See “Algorithm for a CLCA using ONE CVRs from batch subtotals” in Section 3.

This algorithm can be made more efficient statistically and logistically in a variety
of ways, for instance, by making an affine translation of the data so that the
minimum possible value is 0 (by subtracting the minimum of the possible over-
statement assorters across batches and re-scaling so that the null mean is still
1/2) and by starting with a sample size that is expected to be large enough to
confirm the contest outcome if the reported results are correct.

Section 4: Auditing heterogenous voting systems: When the voting system can report linked CVRs for some but not all cards.

See “Auditing heterogenous voting systems” Section 4 for comparision to SUITE:

The statistical tests used in RLAs are not affine equivariant because
they rely on a priori bounds on the assorter values.
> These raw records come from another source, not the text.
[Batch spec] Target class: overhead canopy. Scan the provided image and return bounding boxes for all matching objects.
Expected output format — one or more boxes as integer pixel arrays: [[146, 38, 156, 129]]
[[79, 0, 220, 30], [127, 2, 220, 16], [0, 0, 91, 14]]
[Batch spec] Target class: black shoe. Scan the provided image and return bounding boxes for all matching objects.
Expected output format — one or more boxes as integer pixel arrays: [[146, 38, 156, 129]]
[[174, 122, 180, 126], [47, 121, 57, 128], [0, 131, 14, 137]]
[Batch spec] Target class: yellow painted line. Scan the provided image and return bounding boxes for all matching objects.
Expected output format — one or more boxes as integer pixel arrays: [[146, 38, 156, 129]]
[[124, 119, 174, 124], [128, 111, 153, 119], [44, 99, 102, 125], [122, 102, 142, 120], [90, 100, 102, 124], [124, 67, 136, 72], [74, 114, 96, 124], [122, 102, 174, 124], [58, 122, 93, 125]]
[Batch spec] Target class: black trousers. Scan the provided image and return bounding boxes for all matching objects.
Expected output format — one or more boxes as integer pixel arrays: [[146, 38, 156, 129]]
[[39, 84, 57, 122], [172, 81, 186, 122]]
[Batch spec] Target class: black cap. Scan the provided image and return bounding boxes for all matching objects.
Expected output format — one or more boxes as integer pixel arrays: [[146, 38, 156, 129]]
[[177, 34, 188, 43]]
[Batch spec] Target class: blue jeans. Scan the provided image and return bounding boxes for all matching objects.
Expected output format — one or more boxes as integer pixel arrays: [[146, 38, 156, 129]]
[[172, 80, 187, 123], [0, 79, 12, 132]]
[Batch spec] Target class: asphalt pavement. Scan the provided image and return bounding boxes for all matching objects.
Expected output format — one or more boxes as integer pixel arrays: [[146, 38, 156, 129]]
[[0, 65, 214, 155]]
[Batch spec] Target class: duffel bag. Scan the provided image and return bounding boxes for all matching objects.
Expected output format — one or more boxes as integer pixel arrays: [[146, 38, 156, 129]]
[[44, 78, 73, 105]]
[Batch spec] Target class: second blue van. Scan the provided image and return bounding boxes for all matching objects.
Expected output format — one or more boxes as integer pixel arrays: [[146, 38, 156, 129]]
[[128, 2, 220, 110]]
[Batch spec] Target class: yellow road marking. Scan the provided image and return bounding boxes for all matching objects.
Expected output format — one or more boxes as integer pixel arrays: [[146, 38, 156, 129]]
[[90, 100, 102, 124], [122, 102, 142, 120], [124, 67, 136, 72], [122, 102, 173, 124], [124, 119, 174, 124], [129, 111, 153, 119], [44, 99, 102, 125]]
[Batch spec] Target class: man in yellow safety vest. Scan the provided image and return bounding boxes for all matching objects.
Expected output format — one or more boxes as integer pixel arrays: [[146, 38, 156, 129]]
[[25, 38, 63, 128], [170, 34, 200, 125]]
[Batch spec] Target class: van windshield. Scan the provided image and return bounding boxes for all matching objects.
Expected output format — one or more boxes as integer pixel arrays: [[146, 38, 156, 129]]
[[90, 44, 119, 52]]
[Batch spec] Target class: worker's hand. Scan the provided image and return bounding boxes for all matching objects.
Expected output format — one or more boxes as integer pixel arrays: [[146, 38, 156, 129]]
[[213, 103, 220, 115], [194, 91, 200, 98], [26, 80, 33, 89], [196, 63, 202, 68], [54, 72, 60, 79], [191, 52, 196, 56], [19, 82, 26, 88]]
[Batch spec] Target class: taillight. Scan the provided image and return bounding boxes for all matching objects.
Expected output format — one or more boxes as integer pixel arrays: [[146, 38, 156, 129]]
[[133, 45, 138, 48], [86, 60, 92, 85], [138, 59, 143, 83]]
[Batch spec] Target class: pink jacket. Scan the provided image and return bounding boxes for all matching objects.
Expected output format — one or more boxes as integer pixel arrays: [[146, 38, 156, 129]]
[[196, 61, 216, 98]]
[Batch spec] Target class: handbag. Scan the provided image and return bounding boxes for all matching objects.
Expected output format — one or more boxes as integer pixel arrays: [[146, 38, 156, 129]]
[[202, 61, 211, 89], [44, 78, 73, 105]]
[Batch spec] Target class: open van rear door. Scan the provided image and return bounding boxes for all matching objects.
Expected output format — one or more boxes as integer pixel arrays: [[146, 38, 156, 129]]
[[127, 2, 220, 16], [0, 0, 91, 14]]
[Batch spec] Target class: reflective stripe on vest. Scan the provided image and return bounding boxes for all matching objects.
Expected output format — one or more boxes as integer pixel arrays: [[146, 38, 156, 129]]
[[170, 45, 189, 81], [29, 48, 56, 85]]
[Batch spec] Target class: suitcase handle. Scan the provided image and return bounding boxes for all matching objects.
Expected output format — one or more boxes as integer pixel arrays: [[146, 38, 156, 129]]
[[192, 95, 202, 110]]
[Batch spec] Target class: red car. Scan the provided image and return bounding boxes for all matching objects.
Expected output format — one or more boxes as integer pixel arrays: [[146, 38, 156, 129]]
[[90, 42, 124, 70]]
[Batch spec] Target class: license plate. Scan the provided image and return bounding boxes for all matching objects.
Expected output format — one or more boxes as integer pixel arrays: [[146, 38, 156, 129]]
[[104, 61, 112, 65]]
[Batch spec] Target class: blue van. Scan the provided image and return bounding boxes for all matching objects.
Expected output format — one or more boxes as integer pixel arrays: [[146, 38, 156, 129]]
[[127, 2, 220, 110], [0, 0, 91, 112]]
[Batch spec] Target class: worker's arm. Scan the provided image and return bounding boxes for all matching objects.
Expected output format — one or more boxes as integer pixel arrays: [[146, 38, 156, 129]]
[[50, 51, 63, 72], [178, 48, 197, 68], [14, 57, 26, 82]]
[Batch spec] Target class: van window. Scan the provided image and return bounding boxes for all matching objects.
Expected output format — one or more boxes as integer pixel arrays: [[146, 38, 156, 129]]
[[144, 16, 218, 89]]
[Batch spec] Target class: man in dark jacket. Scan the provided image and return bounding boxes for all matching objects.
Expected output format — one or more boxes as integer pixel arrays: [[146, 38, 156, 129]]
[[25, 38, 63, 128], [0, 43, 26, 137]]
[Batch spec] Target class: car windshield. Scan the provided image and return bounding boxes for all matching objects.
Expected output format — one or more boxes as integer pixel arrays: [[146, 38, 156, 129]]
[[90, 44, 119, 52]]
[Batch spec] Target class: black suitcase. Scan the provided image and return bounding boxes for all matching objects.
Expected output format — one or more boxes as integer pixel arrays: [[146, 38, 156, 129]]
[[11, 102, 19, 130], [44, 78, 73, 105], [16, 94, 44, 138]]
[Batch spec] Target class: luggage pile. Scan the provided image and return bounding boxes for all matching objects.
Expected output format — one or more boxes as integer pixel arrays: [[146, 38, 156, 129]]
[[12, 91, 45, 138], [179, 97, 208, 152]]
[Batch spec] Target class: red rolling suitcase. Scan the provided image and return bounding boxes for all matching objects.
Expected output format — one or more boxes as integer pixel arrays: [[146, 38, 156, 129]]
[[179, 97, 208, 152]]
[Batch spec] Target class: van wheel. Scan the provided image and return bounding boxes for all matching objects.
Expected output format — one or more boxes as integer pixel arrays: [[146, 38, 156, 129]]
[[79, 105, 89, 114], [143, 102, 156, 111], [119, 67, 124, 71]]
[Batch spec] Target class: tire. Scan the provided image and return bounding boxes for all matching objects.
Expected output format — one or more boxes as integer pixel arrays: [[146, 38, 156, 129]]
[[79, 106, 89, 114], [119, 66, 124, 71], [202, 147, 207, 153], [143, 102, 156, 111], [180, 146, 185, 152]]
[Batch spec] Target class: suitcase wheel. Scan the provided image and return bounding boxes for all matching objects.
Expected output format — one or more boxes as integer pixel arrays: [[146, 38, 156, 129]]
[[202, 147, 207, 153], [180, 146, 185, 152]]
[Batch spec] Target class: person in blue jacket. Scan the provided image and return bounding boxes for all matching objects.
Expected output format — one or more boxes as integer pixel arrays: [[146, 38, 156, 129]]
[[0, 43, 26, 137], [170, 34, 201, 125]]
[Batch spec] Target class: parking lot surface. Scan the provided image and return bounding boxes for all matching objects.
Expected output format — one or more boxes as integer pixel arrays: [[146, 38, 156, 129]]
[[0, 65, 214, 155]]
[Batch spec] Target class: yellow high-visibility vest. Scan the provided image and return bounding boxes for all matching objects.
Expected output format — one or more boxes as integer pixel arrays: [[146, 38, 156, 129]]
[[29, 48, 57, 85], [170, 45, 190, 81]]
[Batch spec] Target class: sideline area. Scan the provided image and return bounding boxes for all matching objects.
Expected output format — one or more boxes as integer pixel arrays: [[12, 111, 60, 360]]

The original assorter values
will generally be closer to the endpoints of [0, u] than the transformed values
are to the endpoints of [0, 2u/(2u − v)]

An affine transformation of the overstatement assorter values can move them back to the endpoints of the support
constraint by subtracting the minimum possible value then re-scaling so that the
null mean is 1/2 once again, which reproduces the original assorter.

Section 5.2

While CLCA with ONE CVRs is algebraically equivalent to BPA, the perfor-
mance of a given statistical test will be different for the two formulations.

Transforming the assorter into an overstatement assorter using the ONEAudit transformation, then testing whether 
the mean of the resulting population is ≤ 1/2 using the ALPHA test martingale with the
truncated shrinkage estimator of [22] with d = 10 and η between 0.505 and 0.55
performed comparably to—but slightly worse than—using ALPHA on the raw
assorter values for the same d and η, and within 4.8% of the overall performance
of the best-performing method.

“ALPHA on the raw assorter values” I think is regular BPA. “Transforming the assorter into an overstatement assorter” is ONEAUDIT I think, but using Alpha instead of Betting? This paper came out at the same time as COBRA.

If ONEAUDIT is better than current BPA, perhaps can unify all 3 (comparison, polling, oneaudit) into a single workflow?? The main difference is preparing the contest with strata.

Unclear about using phantoms with ONEAUDIT non-cvr strata. Perhaps it only appears if the MVR is missing?

Unclear about using nostyle with ONEAUDIT.